第17話 すすり泣く、女性の姿は(2)
だから松原は真剣な眼差しで俺のことを見詰めつつ、コクリ! と頷く。
そして俺の身体を避けつつ、自身の目を覗き穴へとつけ──。
玄関の外を観察すると。
あいつ、松原の顔色が急変し、慌てて後ろ。
俺と直樹、秀樹の方へと視線を変え、松原も。
自身の口をパクパクと無言で動かしつつ。
俺達三人へと。
『新作の言う通りで、本当に女が居る! いるよ! 女が!』と。
松原は興奮気味……。
でも無言で、『居る! 居る!』と、扉の覗き穴を指さしつつ、俺達三人へと告げてきたから。

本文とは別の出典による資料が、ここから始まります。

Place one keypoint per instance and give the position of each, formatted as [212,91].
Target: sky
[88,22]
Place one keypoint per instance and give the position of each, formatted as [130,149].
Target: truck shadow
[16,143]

俺がここでついつい調子に乗ったのがいけなかった気がするよ。
後々のことを考えると?
俺がさぁ、つい出来心と言うか?
今まで、俺の両親や友人達……。
まあ、友人と言うのはこいつら三人のことになるのだけれど。
俺はつい先ほどまで、心の病に侵されている人間……。
そう、気がめいり、可笑しくなり、幻影……。
世に言われる物の怪と言った類の物──。
お化けと呼ばれる物を、自身の病んだ弱い心の中、脳内で妄想して作り、幻影を見ているだけだから。
この休日明けに、診療内科へと行き。
そして通院をしろと。
俺は両親だけではなく、直樹や秀樹、松原にも心療内科通いを勧められていたから。
俺自身、かなり胸の内に不快感を募らせていたのだ。